Even if we accept this rather bleak view of human nature, this notion fails to consider a number of factors.  For example, it may have worked well in the late eighteenth century when most business owners managed their properties themselves and often passed their businesses down in the same families for generations.  However, most major companies today are owned by investors who may not be aware of what corporations they own.  Since shares of stock can be bought and sold in a single day, they have no long-term commitment to the corporations.  Their only interest is in obtaining the maximum short-term profit possible even at the expense of the long-term health of the company.

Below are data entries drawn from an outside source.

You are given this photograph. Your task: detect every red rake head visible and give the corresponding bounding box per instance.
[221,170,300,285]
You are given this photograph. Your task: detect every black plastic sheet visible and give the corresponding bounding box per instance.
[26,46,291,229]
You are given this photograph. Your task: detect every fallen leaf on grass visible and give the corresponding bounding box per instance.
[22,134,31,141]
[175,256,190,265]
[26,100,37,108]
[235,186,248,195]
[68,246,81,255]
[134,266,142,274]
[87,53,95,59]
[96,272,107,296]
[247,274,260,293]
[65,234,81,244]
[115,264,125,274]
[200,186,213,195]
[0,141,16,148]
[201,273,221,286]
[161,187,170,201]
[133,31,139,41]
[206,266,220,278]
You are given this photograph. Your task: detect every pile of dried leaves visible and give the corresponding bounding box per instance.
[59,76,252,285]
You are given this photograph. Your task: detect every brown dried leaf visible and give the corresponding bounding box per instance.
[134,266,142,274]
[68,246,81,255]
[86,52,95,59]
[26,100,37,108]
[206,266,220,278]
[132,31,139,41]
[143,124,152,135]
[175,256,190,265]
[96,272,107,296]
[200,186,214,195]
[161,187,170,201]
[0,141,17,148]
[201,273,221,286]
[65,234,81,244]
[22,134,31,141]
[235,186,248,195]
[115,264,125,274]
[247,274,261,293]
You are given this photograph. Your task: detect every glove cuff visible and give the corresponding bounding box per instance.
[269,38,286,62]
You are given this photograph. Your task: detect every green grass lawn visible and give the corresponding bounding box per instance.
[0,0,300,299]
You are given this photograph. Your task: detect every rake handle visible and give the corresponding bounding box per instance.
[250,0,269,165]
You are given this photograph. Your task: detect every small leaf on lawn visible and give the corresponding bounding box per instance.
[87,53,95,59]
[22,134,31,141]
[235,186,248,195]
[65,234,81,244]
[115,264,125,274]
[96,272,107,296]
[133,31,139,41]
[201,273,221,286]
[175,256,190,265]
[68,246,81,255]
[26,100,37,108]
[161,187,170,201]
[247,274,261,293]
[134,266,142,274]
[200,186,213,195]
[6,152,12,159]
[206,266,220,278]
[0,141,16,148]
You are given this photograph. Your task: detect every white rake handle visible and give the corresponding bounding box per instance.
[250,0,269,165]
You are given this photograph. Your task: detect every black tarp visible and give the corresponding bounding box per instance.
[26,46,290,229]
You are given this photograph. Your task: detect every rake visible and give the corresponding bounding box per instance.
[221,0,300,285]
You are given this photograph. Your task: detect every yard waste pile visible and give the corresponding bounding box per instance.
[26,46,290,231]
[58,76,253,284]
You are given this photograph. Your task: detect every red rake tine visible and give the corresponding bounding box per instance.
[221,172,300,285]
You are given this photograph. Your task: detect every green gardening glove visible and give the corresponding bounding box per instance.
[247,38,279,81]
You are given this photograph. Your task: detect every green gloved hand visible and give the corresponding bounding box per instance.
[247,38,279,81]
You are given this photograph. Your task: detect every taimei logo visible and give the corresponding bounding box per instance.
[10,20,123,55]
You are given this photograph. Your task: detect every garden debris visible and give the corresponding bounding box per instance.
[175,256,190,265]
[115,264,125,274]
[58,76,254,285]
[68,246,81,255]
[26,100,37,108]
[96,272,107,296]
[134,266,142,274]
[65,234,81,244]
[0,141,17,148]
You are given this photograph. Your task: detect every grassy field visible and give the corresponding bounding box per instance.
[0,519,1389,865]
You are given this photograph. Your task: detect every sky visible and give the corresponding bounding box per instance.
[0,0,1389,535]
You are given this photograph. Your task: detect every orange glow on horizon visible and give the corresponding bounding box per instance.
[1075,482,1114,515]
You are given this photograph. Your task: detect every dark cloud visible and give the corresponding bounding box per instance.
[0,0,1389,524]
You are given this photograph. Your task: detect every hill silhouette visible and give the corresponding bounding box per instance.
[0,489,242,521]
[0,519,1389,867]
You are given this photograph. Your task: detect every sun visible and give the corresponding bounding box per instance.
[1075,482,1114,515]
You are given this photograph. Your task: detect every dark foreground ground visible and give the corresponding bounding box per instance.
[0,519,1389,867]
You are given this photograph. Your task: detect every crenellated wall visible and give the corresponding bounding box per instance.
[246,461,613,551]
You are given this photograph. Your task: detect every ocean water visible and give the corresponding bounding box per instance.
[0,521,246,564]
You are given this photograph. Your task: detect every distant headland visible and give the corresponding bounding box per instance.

This was the fate of the Pacific Lumber Company.  In 1931, Pacific Lumber adopted a policy of selectively cutting trees in order to maintain a sustainable yield based on a hundred year plan.  It was exactly the sort of enlightened maintenance of a profit-making property that would have had Adam Smith grinning from ear to ear.  However, it didn’t last.
Source: CA Dept. of Forestry & Fire
Protection; Pacific Lumber Co.

In 1985 Pacific Lumber was taken over by Maxxam, Inc. in a highly leveraged buyout that left Maxxam heavily in debt.  In order to pay its investor, Maxxam began to clear cut the forest while reducing costs by laying off workers and shipping more raw materials rather than finished goods.  Ironically, in defiance of Adam Smith’s prediction, 60,000 acres of the forest were saved by environmentalist and the Bureau of Land Management who purchased the land and converted it into a national park, thereby removing it from commercial use.  The land was preserved by converting it to communal property.

As Pacific Lumber continued to practice clear cutting, regulations were enacted to limit its destruction of the forest.  People with no financial interest in the forest saw more value in preserving the property than its owners did.  Pacific Lumber was prevented from consuming all of its resources, but it was too late.  In 2007 the company filed for bankruptcy.

The town of Scotia, California was a company town, wholly owned by Pacific Lumber Company, and all of the residents were company employees or their dependents.  A town that had survived an earthquake, a fire and the Great Depression was reduced to half its former size, and the workers who were laid off were forced to leave the area in order to find new jobs.  They lost their homes along with their incomes.

A company that could have lasted a century was brought down in fewer than twenty-five years, families were left unemployed and homeless and thousands of acres of redwood forest were reduced to barren fields of shrubs and stumps.